With the Elasticsearch open inference API, you can perform inference outside Elasticsearch using Hugging Face's Inference Endpoints. This allows you to use Hugging Face's scalable infrastructure including the ability to perform inference on GPUs and AI accelerators. The capability to use generated embeddings from Hugging Face was introduced as the first open inference API integration in Elasticsearch 8.11, and since then we’ve been hard at work and have updated it with more powerful features that allow you to get better results with less effort.
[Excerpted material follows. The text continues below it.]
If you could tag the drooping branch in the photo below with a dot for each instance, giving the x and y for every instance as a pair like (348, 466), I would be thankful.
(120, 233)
With the integration of the semantic_text field, documents are natively chunked and stored with their embeddings. All stored embeddings are compressed with scalar quantization by default in the Elasticsearch vector database. Retrieval of these embeddings with retrievers
, enables composability of search when using multiple models hosted on Hugging Face (or any other service accessible through the open inference API) enabling multiple types of embeddings within a single document. All these features add up to save developers time by not having to write custom logic, and enable them to build fun gen AI apps more quickly!
Disambiguation
This blog post uses the words "inference endpoint" in two different ways:
- Hugging Face's
Inference Endpoints service
, and - Elasticsearch's Open Inference API
inference endpoint objects
.
Hugging Face's Inference Endpoints service provides compute instances which run Hugging Face Transformers models, while Elasticsearch inference endpoint objects store configurations for Elasticsearch to access and use Hugging Face inference endpoints service.
What is the Elasticsearch open inference API?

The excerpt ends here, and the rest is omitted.